1. Jersey Shore somehow just ending.
No one really knows what the actual response to the final episode of Jersey Shore, aired this Thursday, MTV was aiming to solicit. Excitement? Panic? A vague film of disgust with oneself for having participated in even a moment of this degrading spectacle? Possibly. The internet’s reaction, however, was almost universally one of “Holy shit, that abomination is still on television?” Three years — and a baby, and several hundred ghostwritten books, and various spinoffs — amounts to an unimaginable eternity for one lowly reality franchise. Can any of us picture where Honey Boo Boo will be in three years, after the insatiable pop culture vultures have picked her once-ample appeal down to a withered pile of bones? No, and we don’t want to. The Shore clearly overstayed its welcome in the cultural conversation, and seeing it end only elicited a vague sense of relief around the internet (perhaps punctuated by cries of injustice over the amount of money they’ve accrued in the process, simply for being human anal fissures).
2. The Westboro Baptist Church being awful again.
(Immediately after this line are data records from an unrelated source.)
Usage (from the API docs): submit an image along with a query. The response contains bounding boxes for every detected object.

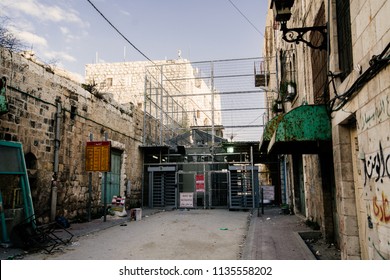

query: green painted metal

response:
[260,115,283,153]
[268,105,332,154]
[0,140,34,235]
[0,77,8,115]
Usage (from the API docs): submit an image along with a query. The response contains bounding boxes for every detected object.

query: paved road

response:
[24,209,250,260]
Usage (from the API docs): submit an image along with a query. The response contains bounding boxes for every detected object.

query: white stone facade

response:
[85,59,221,131]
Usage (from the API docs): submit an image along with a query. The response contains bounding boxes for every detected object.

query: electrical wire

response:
[328,43,390,112]
[87,0,154,64]
[228,0,265,37]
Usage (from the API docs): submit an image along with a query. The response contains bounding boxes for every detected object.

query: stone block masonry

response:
[0,49,154,219]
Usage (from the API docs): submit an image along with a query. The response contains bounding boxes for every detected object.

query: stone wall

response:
[0,49,149,223]
[330,0,390,259]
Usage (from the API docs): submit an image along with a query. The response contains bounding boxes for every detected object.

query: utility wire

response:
[87,0,154,64]
[228,0,265,37]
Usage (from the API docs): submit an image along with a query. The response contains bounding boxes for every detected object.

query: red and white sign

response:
[195,174,204,192]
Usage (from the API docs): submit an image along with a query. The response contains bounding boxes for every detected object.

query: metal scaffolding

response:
[143,57,272,146]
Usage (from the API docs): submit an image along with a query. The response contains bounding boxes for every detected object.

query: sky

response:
[0,0,268,82]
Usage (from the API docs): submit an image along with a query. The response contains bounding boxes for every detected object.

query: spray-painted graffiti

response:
[360,96,390,130]
[363,142,390,185]
[372,192,390,223]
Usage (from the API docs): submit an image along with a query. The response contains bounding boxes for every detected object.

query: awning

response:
[267,105,332,154]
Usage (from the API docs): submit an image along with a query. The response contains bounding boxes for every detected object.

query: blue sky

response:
[0,0,268,81]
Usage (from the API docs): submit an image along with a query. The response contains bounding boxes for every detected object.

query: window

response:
[336,0,353,80]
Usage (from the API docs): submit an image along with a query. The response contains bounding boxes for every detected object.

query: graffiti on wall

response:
[360,96,390,130]
[372,192,390,223]
[362,142,390,185]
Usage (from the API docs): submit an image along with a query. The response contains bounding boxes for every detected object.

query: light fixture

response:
[270,0,327,50]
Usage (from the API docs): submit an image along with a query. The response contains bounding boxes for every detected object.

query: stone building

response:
[261,0,390,259]
[0,49,147,228]
[0,46,223,241]
[85,58,221,133]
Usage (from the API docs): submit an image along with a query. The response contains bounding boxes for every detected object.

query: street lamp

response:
[270,0,327,50]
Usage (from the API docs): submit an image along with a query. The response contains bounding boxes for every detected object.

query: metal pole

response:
[261,188,264,215]
[87,133,93,222]
[160,65,164,145]
[103,132,108,222]
[50,99,62,221]
[211,62,215,163]
[251,146,256,207]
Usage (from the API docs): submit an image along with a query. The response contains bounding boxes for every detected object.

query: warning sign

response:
[180,192,194,207]
[195,174,204,192]
[85,141,111,172]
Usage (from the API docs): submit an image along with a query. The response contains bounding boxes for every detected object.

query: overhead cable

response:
[228,0,265,37]
[87,0,154,64]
So basically something terrible happened to our country, and the Westboro Baptist Church was there to swoop in and remind us that we are capable of being so, so much worse. Rinse and repeat. Aside from making sense only as a tax shelter/lucrative means to sue for violation of free speech at this point, the WBC incited in everyone around the internet the familiar feeling of “no matter what the party lines, we all hate these people.” Once again, red held hands with blue, Christians with atheists, all united in a common goal of passing around memes and informational posts about how terrible these people are and how we can prevent them from being terrible near the people who are least capable of dealing with it right now. The Patriot Guard Riders once again formed a valiant human shield, warming our hearts enough to forget, even for a moment, what we were originally upset about.
3. The end of the world approaching/not happening.
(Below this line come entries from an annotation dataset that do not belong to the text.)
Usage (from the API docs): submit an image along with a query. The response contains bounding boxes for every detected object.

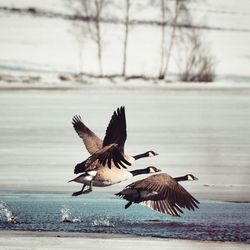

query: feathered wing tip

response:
[74,160,87,174]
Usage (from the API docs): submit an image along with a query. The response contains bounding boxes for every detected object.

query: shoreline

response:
[0,230,250,250]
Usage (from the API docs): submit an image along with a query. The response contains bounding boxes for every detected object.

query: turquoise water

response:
[0,194,250,243]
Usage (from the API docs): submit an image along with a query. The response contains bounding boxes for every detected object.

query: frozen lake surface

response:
[0,86,250,201]
[0,194,250,243]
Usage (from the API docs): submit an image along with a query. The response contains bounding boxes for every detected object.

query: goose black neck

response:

Essentially, if we were playing a drinking game in which every time someone posted a status or Tweet about how the world was going to end, how it wasn’t going to end, how it wasn’t ending, or how everyone needs to shut the fuck up about the Mayans — we would all be long since dead of alcohol poisoning, drowned in a pool of warm vodka and our own blood from the open wound incurred on the fall to the floor. It’s interesting how even the most strong-willed social media presences among us are not immune to cracking a joke about this, no matter how much we want to dress it up in metaphor or snappy cultural reference. At the end of the day, making a joke about the end of the world is the several-hour-old McDonald’s French fry of humor. We would do best to avoid it.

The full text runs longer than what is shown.